Every truck check is guided by a profile. A profile ties together a checklist (the items you inspect), an optional inventory workflow (narcotics and equipment to verify), and the vehicle or vehicles it applies to. Your administrator creates and manages profiles.

How the right profile is matched
When you select a vehicle, the app looks through all profiles and picks the best match. The matching order is based on scope type and priority number:
- Vehicle-specific -- a profile scoped to one particular vehicle. If Engine 4 has its own profile, that profile wins whenever you select Engine 4.
- Category-based -- a profile scoped to a vehicle category, like "Engine" or "Ambulance." Any vehicle in that category picks up this profile if there is no vehicle-specific one.
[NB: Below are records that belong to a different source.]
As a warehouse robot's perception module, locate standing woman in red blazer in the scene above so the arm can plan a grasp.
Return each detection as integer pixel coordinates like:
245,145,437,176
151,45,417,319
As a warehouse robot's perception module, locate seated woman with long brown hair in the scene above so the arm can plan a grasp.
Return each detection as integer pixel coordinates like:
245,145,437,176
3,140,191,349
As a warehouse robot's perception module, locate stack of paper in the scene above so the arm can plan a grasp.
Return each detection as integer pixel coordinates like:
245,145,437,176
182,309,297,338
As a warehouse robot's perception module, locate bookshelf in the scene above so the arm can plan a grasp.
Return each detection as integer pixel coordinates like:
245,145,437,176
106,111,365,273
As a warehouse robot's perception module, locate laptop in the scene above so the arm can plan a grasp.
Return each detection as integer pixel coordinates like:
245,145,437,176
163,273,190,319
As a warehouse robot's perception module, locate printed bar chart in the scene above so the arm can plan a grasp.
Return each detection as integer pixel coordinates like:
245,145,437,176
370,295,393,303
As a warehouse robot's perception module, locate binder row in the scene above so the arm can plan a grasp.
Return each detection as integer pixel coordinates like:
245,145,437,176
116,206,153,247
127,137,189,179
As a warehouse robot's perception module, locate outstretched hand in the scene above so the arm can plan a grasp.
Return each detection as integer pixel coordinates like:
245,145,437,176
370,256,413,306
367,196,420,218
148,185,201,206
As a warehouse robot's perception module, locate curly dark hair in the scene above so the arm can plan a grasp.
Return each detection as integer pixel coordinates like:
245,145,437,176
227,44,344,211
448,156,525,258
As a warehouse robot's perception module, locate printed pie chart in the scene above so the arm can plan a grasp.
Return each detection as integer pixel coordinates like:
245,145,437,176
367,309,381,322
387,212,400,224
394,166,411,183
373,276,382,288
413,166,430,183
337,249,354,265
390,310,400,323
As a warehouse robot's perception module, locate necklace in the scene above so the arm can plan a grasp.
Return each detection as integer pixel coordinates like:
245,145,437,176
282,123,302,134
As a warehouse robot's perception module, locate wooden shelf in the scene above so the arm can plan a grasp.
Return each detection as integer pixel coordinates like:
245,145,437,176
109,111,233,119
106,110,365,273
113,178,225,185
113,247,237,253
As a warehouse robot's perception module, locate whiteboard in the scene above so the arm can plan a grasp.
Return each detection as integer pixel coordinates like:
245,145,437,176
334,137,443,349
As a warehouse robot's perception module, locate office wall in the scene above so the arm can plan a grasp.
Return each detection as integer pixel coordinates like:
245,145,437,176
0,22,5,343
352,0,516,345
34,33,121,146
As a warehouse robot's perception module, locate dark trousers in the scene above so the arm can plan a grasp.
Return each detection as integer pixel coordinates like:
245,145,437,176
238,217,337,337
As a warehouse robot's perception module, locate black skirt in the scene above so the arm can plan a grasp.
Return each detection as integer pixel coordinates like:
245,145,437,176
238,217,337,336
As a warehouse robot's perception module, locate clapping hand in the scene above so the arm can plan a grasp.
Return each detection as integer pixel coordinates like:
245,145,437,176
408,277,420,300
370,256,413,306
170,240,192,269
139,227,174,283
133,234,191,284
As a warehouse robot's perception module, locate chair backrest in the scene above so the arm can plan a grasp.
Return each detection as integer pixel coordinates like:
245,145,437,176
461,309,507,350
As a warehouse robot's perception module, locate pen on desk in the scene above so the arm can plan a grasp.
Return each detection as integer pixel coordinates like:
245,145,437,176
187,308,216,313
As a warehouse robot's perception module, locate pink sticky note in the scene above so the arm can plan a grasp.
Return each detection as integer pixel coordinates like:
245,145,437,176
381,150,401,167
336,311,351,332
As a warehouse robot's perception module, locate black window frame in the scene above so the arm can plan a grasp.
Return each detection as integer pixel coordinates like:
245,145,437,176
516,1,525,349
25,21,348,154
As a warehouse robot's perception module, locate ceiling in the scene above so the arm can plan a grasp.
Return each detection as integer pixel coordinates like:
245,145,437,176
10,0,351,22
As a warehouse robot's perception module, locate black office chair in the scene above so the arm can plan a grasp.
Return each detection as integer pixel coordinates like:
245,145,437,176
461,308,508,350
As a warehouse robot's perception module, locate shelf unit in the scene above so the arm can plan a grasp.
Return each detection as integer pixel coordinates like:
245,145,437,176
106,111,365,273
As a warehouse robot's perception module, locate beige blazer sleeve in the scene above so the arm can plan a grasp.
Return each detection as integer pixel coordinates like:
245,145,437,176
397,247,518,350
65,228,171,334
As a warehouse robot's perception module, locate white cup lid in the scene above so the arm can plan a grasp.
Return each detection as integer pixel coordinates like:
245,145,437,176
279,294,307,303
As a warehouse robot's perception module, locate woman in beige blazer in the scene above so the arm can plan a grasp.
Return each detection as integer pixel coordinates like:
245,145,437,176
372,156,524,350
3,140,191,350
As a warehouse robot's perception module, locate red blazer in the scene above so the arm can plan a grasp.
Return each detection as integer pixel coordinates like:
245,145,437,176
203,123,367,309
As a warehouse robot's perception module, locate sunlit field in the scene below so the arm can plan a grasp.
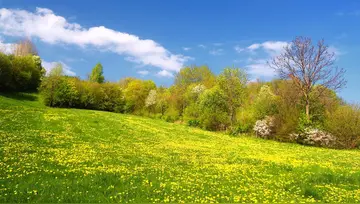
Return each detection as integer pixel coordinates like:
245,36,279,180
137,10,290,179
1,93,360,203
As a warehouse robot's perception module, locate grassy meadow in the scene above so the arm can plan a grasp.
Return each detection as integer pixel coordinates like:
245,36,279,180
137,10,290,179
1,93,360,203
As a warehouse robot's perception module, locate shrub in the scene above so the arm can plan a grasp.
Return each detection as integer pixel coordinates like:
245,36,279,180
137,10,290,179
40,76,124,112
324,105,360,149
290,128,336,147
187,119,200,127
228,123,252,136
253,116,275,139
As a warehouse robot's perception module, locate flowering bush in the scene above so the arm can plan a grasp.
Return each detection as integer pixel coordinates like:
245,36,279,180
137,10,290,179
290,128,336,147
253,116,275,139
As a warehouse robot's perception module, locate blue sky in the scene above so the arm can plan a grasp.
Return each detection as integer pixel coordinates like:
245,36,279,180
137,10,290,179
0,0,360,103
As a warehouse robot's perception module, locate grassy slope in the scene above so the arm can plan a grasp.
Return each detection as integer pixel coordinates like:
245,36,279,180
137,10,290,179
0,93,360,203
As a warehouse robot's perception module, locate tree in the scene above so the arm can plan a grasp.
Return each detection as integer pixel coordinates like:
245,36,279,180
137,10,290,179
49,63,64,77
217,67,248,125
199,86,230,130
14,39,38,56
89,63,105,83
0,53,12,90
174,65,216,88
123,79,156,113
270,36,346,120
145,89,157,113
- Fallback -- a catch-all profile that applies to any vehicle that did not match a vehicle-specific or category-based profile.
If two profiles have the same scope type, the one with the lower priority number wins.
What a profile controls
- Which checklist you work through (the sections and items you inspect).
- Which fallback checklist is used if the primary one is unavailable.
- Which inventory location from Drug Tracking is loaded for the narcotics and equipment step.
- Whether crews can override the profile at runtime.
Example
Your agency has three profiles:
- A vehicle-specific profile for Medic 1 that uses the "ALS Ambulance" checklist and links to the Medic 1 drug bag in Drug Tracking.
- A category-based profile for all engines that uses the "Engine Company" checklist with no inventory workflow.
- A fallback profile that uses a basic "General Apparatus" checklist.
When you select Medic 1, you get the ALS Ambulance checklist and the drug bag. When you select Engine 2, you get the Engine Company checklist. When you select the utility truck that does not match any specific profile, you get the General Apparatus checklist.